As the countdown to Day Zero starts in earnest, and the City of Cape Town reduces the target water consumption per person daily to 50 Litres, Wynberg Boys’ Junior School is looking at measures to further reduce consumption and makes the school less dependant on municipal water.
The water saving initiatives we have already implemented at the school over the past few months and measures which we are currently putting in place, are listed below. Our aim is to keep the premises open to learners.
- A drought uniform whereby boys may wear their sports kit if they have sport or PT on any given school day.
- We have a tank to harvest rainwater (when available) which is used for cleaning purposes
- Our boreholes were installed in 2017, these irrigate the sports fields and are used to top up the swimming pool.
- Our water draws water from a sustainable supply, and to date has shown no fluctuation in the water table level.
- JoJo tanks, each with a capacity of 10 000L, have been installed and filled daily. We have reduced the watering of the grass, and irrigation will take place in the evenings and at night (our irrigation system is automated) so that we minimise the evaporation, and the wind is often less in the evenings. Additional JoJo tanks are on order.
- The pool is covered as often as possible to prevent evaporation. Depending on the crisis we may cease use of the pool and divert that water to the ablution facilities in the pavilion.
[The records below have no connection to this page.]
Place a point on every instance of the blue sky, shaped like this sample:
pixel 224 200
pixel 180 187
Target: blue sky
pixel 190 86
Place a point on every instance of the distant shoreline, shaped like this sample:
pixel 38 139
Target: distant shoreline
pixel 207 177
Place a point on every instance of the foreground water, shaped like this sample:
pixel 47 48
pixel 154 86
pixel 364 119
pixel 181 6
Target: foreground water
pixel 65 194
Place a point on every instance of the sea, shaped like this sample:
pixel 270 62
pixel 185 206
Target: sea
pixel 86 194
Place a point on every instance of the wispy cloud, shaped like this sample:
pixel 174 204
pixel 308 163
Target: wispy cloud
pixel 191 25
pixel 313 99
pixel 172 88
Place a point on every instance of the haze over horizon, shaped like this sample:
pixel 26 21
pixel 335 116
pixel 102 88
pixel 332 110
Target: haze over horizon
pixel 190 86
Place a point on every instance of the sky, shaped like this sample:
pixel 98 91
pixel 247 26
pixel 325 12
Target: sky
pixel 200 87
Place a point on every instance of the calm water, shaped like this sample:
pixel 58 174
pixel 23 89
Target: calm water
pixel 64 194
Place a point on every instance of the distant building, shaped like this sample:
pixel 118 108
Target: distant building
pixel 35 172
- Indigenous and water-wise plants have been planted in the Fountain Quad, Grade R garden and the aloes have been maintained in front of the pavilion.
- Various grades have made “recycled flowers” to decorate the front quad planter boxes, these will additionally be filled with bark or gravel for a more aesthetic appeal.
- Taps around the facility have been fitted with lockable devices restricting the access.
- The water cylinders have been switched off in the pavilion. The guest side to the pavilion remains permanently locked.
- Toilet blocks (deodorisers) have been placed in the urinals and these urinals are manually flushed twice daily.
- Waterless hand sanitisers have been placed in all toilets and bathrooms.
- Staff and learners are encouraged to flush toilets less – one toilet in each block will be allocated for regular flushing.
- Flow regulators have been adjusted in the flushing toilets from 9 liters to 5 liters per flush.
- Estate staff have been briefed on minimising the amount of water used to clean and to reduce and reuse where possible. Various chemicals have been introduced to use as a spray for floor care instead of water. We are investigating further waterless cleaning opportunities.
- Water meters are monitored on a regular basis to identify potential spikes in consumption. Attached are the consumption figures from since January 2017.
- Each staff member and learner should be encouraged to bring 500 ml to 2 liters of water for personal consumption on a daily basis from home.
The school has been approached by the City of Cape Town’s Disaster Management Team with a view to using the school as a water collection point should Day Zero be reached. We will keep you informed as things develop.
I will be attending a Water Crisis Meeting with Premier Zille next week together with other school principals in the greater Cape Town area to discuss proposed measures and assistance to schools. The Provincial Government intends to ensure that schools remain open and operational should Day Zero be reached.
- A meeting of the heads of the schools we regularly engage with has been called in an effort to make collective considerations and decisions around water saving and share ideas
Consultation is currently underway with a plumbing company to restrict water flow to the toilets and bathrooms.
- Various toilet blocks will be closed as the crisis escalates.The pool will serve as a reservoir when Day Zero arrives and we will use these ablution facilities exclusively.
- Should you wish to send a bottle of hand sanitiser or a packet of wet wipes to school for the classroom or aftercare it would be greatly appreciated.
The current situation is alarming and requires concerted efforts from us all to conserve and use water responsibly both at home and our workplaces. There is no drought manual for the school and any decisions made are done so after much consultation. We may also need to make different decisions if things worsen. Please support our initiatives and decisions.